Purpose:
These functions (Spline and Splint) implement the cubic spline algorithm for interpolating to any x-value given a series of (x,y) pairs. The interpolating function is made up of a sequence of cubic polynomial curves that meet at the given data points with continuous first and second derivatives. Significantly better than linear interpolation for relatively smooth data. See Press et al., Numerical Recipes 2nd Edition, pages113-116.

Start:
Select a range of cells equal in length to your x and y arrays.

Step 1:
Choose Insert->Function.



Choose ->User defined->Spline.



Enter the range of x values, the range of y values, and the number of data pairs.



To fill the whole selection: Type Command+Return(Mac) or Ctrl+Shift+Enter(PC)



This is a table of the numerical estimates of the second derivative of your function at each data point. You only have to do this once to generate the interpolating function, you can now use it multiple times for various values of x.

Step 2:
Now, to interpolate to any x value.
Select a range of cells equal in length to your x.



Choose Insert->Function->User defined->Splint.



Enter the ranges of x values, of y values, of output from Spline, the number of data pairs, and the x value at which to evaluate the interpolating function.
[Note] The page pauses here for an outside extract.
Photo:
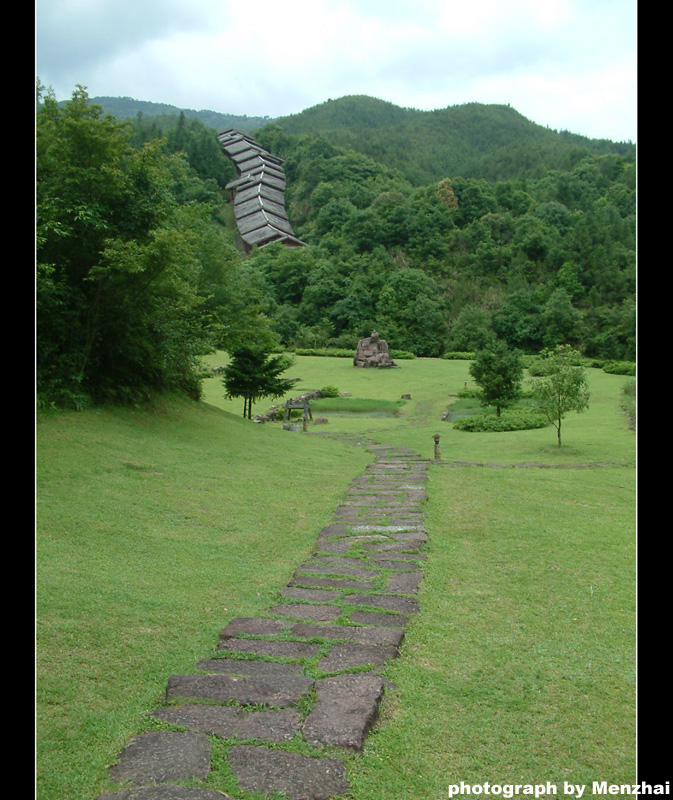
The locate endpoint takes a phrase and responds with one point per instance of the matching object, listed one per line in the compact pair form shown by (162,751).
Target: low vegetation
(158,526)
To fill the whole selection: Type Command+Return(Mac) or Ctrl+Shift+Enter(PC)

Result plotted.

Problems:
(1) The x-values must all be distinct, or the Spline routine will encounter a division by zero and fail.
(2) The data points must be sorted so that the x-values are either monotonically ascending or descending; otherwise the Splint function will fail to find the right pair of points that bracket the desired x-value.
(3) If the data are very noisy, the interpolating function can have wild swings to nonsensical values.